|M.Sc Student||Edri Idan|
|Subject||Pressures Due to an Internal Explosion within a Room with|
Different Confining Conditions
|Department||Department of Civil and Environmental Engineering||Supervisor||Professor Emeritus David Yankelevsky|
|Full Thesis text - in Hebrew|
A confined explosion produces very complex pressure signals, mainly because of the reflected shock waves from the boundaries and the presence of openings. This problem has been considerably less investigated than explosion in the free air and there are open basic questions to be addressed. Understanding the confined explosion phenomenon is mandatory to predict the pressure-time history with high fidelity. The latter is essential for predicting the dynamic structural response of the envelope panels and to evaluate their resulting damage.
The present study focuses on a single cuboid with given openings for venting, that is subjected to an internal explosion at its center. Both an experimental program to provide quality pressure-time histories on the interior boundaries and numerical and theoretical studies to analyze the pressure characteristics were carried out. The study clarified major characteristics of the phenomenon and enabled high quality prediction of the pressure-time record.
To achieve the main goals of the present research the following objectives were addressed:
? Full scale controlled tests were performed and yielded high quality pressure records that were used for comparisons with the computational results and to investigate the pressure distribution on the test room walls.
? Numerical simulations were conducted using ANSYS AUTODYN software to better understand the governing parameters effects on the complex pressure time history.
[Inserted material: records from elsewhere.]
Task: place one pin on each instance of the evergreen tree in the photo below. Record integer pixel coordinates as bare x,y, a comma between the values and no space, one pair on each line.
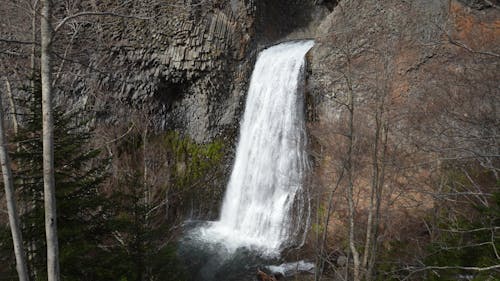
82,212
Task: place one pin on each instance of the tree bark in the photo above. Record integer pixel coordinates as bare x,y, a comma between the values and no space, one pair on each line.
15,123
17,238
48,144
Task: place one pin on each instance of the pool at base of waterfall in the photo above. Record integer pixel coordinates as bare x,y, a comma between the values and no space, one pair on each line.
214,261
263,211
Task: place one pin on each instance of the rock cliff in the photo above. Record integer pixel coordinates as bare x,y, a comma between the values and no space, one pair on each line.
186,67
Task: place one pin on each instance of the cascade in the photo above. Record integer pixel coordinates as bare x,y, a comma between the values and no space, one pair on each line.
270,158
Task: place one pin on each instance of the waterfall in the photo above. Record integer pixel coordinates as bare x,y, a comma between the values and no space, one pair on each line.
270,158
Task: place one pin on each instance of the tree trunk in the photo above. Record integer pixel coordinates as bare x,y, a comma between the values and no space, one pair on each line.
48,144
17,238
350,187
12,104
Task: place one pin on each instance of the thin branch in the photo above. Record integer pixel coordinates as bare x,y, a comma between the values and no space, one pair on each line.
15,41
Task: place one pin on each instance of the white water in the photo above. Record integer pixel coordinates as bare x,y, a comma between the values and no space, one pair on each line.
270,157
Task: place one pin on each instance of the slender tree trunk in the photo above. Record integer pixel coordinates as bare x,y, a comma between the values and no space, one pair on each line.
17,238
15,123
48,144
350,187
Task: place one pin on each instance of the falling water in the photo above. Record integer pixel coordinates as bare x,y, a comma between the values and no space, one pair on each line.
270,157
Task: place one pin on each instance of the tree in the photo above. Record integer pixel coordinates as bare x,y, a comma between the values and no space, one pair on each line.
17,238
48,143
85,213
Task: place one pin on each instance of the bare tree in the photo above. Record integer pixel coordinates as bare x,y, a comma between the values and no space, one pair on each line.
17,238
48,143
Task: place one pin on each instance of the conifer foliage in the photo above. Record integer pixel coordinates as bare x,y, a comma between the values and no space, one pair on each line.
82,211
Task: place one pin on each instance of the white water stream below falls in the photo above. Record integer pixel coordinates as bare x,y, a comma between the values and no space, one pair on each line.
259,207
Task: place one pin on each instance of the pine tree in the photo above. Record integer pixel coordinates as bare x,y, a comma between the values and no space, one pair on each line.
82,211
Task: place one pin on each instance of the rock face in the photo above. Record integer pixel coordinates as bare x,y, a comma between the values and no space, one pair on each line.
187,66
Thermodynamic and thermo-chemical processes occurring at various stages of the detonation and combustion processes were investigated and the additional afterburning energy was added into the equation of state of the explosive during an appropriate time interval.
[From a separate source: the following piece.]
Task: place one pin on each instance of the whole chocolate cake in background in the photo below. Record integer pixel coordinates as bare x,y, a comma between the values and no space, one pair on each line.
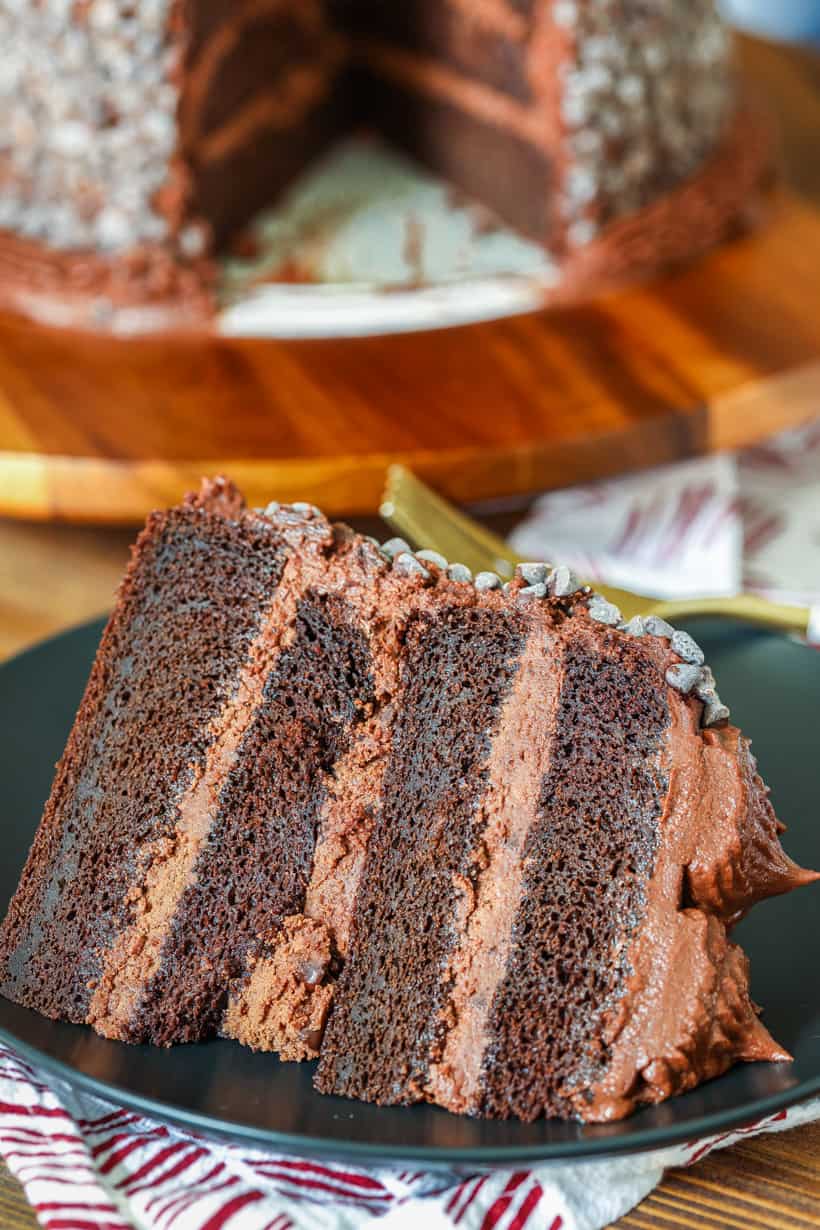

? Theoretical studies were conducted to provide thermo-chemical parameters of the explosive material to be incorporated in the analysis and to provide analytical simplified models to simulate the pressure record. A unique model for the gas pressure prediction was derived, based on the ideal gas equation of state. This model predicts the gas pressure as function of the charge weight per unit volume of the confined space. Moreover, a method for calculating the gas pressure decay, based on Bernoulli theory, was developed for a partially confined explosion. Comparisons of the derived formulas with our and other sources experimental results show very good agreement.
This research enhances our understanding and enables high fidelity predictions of the pressure time histories. It may contribute to enhance the analysis and design of the elements that are subjected to these pressures.